É uma peça quase invisível. Uma parede
retangular de vidro, um espelho circular na parte de cima. Quem passa apressada,
mal percebe que ali temos vidro e espelho e não apenas vidro. É arte, uma
instalação e, como tal, pede desaceleração. Então eu desacelero. Mas isso não é
suficiente, ela também pede interação.
A delicadeza do vidro parece um
lânguido convite ao espelho em seu topo. Lembro que a obra se chama “Narciso”.
Sinto-me provocada, rio sozinha, porque quero mesmo usar aquele espelho. Meus
1,56 m, contudo, não são suficientes para que eu tenha meu rosto refletido,
afim de tirar uma foto. Observo o vidro, algumas pessoas passam por trás- existem
árvores e um muro perto. O vidro é um espelho translúcido, por conta da poeira
que acumulou durante o dia. Penso que eu
precisaria de um banquinho para conseguir fazer a foto usando o espelho e não o
vidro. Pensando bem, quase todas as
pessoas que eu conheço precisariam de uma ajuda para se mirarem no alto daquele
espelho.
Fiquei a divagar. Qual o sentido de
um espelho que não consegue refletir o rosto humano? Ele deixa de ser um
espelho? O quanto seríamos capazes de fazer para finalmente conseguirmos nos
ver por aquele espelho, ou em qualquer outro espelho? Por que precisamos nos
ver em algum espelho, para começar? O que não queremos deixar escapar? O nosso
olhar? O olhar do outro, fantasiado, imaginando como parecemos a esse outro?

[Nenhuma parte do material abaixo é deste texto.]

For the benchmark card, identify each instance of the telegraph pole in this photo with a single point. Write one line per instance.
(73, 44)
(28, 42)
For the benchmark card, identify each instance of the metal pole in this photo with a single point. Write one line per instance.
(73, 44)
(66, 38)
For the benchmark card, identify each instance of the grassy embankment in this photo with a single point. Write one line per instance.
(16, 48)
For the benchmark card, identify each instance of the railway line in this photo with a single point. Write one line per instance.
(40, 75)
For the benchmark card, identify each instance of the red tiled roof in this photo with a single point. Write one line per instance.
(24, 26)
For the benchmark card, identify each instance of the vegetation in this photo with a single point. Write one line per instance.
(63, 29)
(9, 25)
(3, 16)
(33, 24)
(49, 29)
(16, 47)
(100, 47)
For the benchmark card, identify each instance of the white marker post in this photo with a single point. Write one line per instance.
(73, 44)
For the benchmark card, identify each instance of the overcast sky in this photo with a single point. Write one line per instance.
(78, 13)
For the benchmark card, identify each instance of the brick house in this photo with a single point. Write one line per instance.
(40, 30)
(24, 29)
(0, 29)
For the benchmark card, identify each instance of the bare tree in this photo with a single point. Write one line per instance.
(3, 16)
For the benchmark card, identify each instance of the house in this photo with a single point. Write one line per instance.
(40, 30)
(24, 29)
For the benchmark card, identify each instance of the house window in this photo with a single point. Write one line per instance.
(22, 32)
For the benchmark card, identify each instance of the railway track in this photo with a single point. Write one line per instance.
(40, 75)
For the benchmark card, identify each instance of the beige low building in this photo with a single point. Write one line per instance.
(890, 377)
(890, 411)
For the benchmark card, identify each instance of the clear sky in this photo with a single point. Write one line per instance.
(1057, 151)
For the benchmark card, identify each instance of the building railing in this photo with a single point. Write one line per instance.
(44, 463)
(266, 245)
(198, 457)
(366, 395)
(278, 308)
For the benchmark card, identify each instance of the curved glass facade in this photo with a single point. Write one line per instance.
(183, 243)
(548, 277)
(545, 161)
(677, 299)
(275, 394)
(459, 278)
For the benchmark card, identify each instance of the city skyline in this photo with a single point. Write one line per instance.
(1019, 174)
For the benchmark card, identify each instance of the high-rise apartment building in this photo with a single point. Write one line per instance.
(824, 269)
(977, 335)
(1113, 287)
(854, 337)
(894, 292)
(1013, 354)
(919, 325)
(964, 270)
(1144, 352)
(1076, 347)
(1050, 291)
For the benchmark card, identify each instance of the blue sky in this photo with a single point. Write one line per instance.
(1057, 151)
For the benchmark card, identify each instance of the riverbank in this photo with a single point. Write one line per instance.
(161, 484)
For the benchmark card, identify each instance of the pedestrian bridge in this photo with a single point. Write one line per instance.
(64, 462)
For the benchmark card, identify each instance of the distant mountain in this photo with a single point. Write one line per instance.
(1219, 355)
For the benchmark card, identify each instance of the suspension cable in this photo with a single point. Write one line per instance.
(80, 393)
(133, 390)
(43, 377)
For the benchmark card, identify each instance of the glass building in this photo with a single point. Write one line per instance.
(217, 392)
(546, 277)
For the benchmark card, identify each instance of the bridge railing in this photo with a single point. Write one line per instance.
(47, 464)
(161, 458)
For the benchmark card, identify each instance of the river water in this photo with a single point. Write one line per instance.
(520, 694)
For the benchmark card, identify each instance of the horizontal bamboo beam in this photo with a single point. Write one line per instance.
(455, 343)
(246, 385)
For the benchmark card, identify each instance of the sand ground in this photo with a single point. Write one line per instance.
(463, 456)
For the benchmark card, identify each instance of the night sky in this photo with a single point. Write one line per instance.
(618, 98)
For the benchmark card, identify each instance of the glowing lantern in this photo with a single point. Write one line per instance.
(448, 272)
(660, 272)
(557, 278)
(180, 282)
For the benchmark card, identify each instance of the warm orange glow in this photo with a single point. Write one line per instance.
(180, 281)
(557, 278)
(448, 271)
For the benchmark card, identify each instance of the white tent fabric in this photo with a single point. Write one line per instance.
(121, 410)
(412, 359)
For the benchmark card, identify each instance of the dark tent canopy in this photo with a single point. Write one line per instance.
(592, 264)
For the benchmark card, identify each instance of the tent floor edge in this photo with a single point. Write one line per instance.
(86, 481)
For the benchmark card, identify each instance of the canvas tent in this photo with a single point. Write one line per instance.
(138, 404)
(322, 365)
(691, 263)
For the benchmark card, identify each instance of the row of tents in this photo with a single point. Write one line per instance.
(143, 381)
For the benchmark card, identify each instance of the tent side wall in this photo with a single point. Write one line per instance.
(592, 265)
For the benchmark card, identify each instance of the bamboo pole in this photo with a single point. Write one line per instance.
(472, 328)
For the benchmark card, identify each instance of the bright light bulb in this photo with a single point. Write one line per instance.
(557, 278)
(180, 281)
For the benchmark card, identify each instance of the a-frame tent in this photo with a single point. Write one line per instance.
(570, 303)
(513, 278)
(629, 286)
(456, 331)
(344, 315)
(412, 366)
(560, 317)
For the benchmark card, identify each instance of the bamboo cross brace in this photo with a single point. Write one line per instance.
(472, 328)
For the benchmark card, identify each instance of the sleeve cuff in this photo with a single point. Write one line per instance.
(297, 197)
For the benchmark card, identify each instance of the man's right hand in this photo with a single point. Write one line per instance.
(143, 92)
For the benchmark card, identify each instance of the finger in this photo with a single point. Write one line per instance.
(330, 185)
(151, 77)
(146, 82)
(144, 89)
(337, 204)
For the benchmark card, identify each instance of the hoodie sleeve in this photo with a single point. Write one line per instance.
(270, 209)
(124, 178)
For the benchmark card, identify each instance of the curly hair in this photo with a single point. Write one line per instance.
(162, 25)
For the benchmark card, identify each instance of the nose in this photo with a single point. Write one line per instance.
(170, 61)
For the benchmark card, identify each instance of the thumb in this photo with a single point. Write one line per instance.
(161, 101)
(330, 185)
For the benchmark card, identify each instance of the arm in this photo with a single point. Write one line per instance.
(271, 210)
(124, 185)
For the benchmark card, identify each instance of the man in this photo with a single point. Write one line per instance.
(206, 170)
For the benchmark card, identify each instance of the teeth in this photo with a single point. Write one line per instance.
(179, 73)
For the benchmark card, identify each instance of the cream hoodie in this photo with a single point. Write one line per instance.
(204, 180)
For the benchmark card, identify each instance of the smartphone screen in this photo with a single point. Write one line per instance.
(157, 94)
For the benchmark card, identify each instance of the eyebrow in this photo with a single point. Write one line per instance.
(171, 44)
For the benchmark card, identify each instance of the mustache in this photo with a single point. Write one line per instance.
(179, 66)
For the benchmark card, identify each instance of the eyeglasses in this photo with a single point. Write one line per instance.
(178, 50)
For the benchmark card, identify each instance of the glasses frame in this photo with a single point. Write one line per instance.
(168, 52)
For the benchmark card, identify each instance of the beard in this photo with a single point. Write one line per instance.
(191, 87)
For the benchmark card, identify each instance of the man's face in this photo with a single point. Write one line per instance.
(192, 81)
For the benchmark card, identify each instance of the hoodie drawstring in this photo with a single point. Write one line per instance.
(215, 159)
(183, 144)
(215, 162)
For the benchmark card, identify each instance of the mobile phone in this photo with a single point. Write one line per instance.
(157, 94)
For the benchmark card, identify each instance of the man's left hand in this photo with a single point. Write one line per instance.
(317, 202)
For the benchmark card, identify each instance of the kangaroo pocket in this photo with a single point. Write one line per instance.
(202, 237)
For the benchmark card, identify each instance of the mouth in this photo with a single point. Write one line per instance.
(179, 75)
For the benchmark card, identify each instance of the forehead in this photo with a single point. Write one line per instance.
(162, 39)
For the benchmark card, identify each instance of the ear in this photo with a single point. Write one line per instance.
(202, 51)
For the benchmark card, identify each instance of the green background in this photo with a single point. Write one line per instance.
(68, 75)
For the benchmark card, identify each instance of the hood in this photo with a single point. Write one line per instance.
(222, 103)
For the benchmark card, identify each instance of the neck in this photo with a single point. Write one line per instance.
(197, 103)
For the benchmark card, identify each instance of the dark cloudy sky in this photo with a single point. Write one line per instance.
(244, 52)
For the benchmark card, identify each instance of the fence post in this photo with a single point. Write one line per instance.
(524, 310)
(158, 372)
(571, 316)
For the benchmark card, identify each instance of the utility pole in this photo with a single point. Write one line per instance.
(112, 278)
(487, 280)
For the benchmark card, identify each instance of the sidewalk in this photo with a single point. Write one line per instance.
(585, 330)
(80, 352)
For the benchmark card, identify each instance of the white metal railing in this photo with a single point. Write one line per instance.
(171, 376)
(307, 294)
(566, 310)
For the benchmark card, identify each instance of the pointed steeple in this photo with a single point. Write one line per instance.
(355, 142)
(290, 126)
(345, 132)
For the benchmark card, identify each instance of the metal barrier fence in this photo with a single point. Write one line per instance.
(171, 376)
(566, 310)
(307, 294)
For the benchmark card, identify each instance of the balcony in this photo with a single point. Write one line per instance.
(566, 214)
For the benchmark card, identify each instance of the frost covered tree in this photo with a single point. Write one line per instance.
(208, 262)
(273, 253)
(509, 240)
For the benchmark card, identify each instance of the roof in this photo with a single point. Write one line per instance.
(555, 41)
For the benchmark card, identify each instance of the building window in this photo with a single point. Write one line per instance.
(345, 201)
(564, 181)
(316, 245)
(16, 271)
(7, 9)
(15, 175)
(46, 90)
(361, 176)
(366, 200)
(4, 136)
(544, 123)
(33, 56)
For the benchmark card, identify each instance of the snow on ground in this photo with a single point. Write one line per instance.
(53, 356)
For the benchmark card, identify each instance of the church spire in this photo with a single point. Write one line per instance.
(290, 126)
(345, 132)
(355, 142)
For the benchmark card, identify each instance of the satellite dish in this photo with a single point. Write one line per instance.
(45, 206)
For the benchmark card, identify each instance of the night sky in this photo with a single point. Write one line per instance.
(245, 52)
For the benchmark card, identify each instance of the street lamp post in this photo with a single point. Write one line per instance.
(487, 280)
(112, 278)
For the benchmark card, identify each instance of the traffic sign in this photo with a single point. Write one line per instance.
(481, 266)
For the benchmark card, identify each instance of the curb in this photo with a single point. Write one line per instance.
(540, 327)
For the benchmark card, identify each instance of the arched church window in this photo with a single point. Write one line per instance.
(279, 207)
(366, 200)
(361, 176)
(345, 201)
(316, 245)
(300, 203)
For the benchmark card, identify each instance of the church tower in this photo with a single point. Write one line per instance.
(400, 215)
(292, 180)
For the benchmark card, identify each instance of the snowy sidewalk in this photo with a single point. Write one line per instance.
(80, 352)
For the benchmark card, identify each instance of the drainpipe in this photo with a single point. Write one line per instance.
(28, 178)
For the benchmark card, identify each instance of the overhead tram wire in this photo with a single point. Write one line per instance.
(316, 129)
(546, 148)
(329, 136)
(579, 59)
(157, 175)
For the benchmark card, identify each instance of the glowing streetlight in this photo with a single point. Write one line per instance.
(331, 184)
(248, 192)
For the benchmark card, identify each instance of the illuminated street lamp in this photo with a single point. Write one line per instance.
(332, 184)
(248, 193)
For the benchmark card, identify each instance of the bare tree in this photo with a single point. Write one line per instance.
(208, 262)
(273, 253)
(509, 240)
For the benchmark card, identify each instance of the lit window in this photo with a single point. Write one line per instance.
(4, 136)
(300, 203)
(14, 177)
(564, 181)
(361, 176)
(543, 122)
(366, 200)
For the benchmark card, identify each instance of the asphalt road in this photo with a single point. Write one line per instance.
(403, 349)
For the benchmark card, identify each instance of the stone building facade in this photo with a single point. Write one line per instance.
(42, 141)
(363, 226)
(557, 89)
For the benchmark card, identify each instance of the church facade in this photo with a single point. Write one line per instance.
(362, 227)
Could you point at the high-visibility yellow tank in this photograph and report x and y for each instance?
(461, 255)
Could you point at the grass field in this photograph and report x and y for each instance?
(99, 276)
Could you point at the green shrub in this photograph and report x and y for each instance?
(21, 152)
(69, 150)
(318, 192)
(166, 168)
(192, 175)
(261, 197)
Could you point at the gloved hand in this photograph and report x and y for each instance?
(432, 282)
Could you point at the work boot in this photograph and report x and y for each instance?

Temos que parecer bem? O que “Narciso” tem a nos dizer? Somos iguais ao Narciso
da lenda e, logo, compartilharemos seu trágico destino? É um alerta? Um jogo? Uma
provocação?
Enquanto o vidro me permite o
acesso visual ao outro, que passa, o espelho me dá o acesso visual ao meu eu
físico. O outro e o eu deveriam estar ali (vidro e espelho), mas o outro é bem
mais presente por meio das pessoas que aproveitam o espaço do parque. Ainda que
apressados e, portanto, indiferentes à relação que ali estava se estabelecendo
(eu, o espelho, o vidro, os outros).
O eu está se fazendo de difícil,
quase inalcançável. Se finalmente o alcanço, tenho minha imagem acima dos
outros. Era isso que eu queria? Por certo, algum prazer teria ao conseguir
alcançar o espelho circular. E se eu não alcançasse? Teria que haver algo para
além do meu eu refletido de, que indicasse minha existência. O mundo da imagem,
das selfies, das miragens me aceitaria?
Consegui, na ponta dos pés, fazer
uma foto das minhas mãos segurando o celular na frente do espelho. Acho que garanti
minha existência no mundo líquido, de espelhos e de vidros.